Since being in college I have noticed and picked up on myself saying these phrases often over the course of my week. Generally, it usually the suspects of this thinking come from my social and academic life either in the past, present, and future.

In the past, I regret doing a lot of things in my life from not being involved enough in high school, not going out for activities and hobbies that I was interested in, not making enough money, and not using my time usefully. Academically I and everyone else wishes that they tried harder, take more AP and dual enrollment classes so time here at college could have been a little less stressful.

Currently, you might be angry about the way the previous semester went with your GPA, maybe you didn't do as well on your test because you decided to hang out with your friends, or you contemplate going to an SI session even though you know it would be good for you but you have other homework to work on.

Looking into the future you maybe were wishing to hang out with your friends, or you are obligated to go to something while another event was going on that you actually wanted to go to, or finally not getting invited to something and feeling really bad about yourself.

Yes, there is hope for these problems!

What has happened in the past has happened and you can not regret those decisions. You see perspective is the biggest thing in these situations it is the way you look at things that will determine how you feel about them.

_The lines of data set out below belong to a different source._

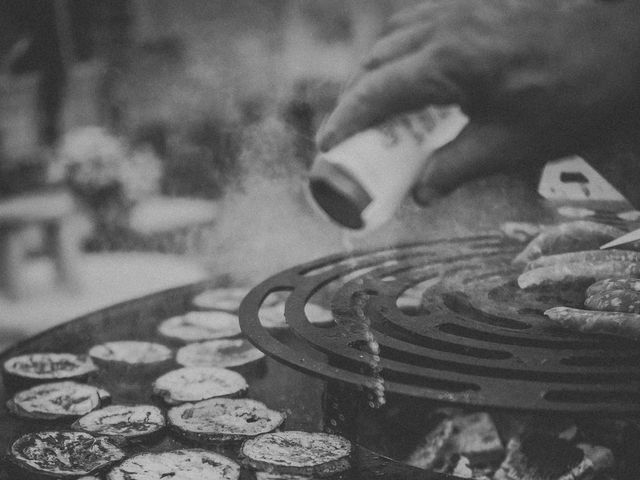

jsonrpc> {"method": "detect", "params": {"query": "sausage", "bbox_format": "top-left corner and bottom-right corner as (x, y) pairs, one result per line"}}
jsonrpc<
(587, 278), (640, 297)
(544, 307), (640, 340)
(518, 262), (640, 289)
(513, 220), (625, 265)
(524, 250), (640, 272)
(584, 290), (640, 313)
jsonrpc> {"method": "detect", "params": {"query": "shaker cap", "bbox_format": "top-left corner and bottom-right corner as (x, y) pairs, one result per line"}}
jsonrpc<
(309, 157), (373, 230)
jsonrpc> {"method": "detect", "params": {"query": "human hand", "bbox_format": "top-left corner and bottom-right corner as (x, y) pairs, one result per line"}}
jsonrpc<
(317, 0), (640, 203)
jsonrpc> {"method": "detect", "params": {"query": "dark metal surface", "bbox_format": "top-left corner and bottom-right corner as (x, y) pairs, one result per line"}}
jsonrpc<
(0, 284), (444, 480)
(240, 235), (640, 415)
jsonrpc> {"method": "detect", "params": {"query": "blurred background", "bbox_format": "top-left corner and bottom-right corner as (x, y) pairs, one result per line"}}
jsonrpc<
(0, 0), (568, 346)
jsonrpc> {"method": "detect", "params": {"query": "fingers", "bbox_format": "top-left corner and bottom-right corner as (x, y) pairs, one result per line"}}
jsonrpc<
(317, 50), (461, 151)
(413, 122), (560, 206)
(363, 24), (432, 70)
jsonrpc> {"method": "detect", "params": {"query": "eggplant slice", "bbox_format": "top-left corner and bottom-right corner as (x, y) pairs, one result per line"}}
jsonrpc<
(240, 431), (351, 477)
(7, 381), (111, 420)
(8, 431), (125, 479)
(153, 367), (249, 405)
(167, 398), (285, 442)
(71, 405), (166, 438)
(107, 449), (240, 480)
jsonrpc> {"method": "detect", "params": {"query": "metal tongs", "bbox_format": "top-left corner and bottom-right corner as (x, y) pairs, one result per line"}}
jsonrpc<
(600, 228), (640, 250)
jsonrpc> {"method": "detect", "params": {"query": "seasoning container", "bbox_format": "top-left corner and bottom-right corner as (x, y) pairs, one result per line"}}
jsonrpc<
(309, 105), (468, 231)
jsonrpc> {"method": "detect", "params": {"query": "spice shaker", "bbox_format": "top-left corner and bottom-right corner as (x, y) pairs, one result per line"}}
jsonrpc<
(309, 105), (468, 231)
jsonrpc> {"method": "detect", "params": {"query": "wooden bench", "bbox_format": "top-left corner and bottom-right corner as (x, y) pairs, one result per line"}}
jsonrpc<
(0, 189), (80, 298)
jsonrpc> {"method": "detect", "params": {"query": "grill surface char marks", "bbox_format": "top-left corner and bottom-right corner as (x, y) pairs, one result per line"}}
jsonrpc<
(240, 237), (640, 413)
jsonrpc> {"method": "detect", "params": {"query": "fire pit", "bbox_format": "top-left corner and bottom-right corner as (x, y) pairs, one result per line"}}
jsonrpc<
(240, 236), (640, 414)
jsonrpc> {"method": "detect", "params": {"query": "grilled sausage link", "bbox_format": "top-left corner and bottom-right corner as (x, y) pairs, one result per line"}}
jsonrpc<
(524, 250), (640, 272)
(518, 262), (640, 289)
(584, 290), (640, 313)
(586, 278), (640, 297)
(544, 307), (640, 340)
(513, 220), (625, 265)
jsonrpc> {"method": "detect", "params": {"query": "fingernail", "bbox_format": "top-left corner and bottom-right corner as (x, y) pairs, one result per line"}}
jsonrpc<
(318, 132), (336, 152)
(411, 185), (444, 207)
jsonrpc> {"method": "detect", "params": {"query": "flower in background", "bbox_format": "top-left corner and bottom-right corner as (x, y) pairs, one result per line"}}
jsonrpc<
(50, 127), (162, 208)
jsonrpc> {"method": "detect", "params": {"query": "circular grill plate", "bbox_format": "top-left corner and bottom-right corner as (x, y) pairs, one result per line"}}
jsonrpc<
(240, 235), (640, 414)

Now, that you know you can't change the past and only learn from the past, do their mistakes change your perspectives? However, there should be no excuses when it comes to the present and resurfacing those mistakes you made in the past that are coming up again.

(Sorry if that came off rude, but it's the truth.)

If you admittedly have made those mistakes in the past, don't bring them into your current life, leave them behind you. Finally, actively make a decision in the future that is maybe different and out of your comfort zone, or something you have always wanted to do. No more "what if's" or "I want to" by planning ahead of time you finally get to dictate and be happy :)

With a different perspective, everything can change!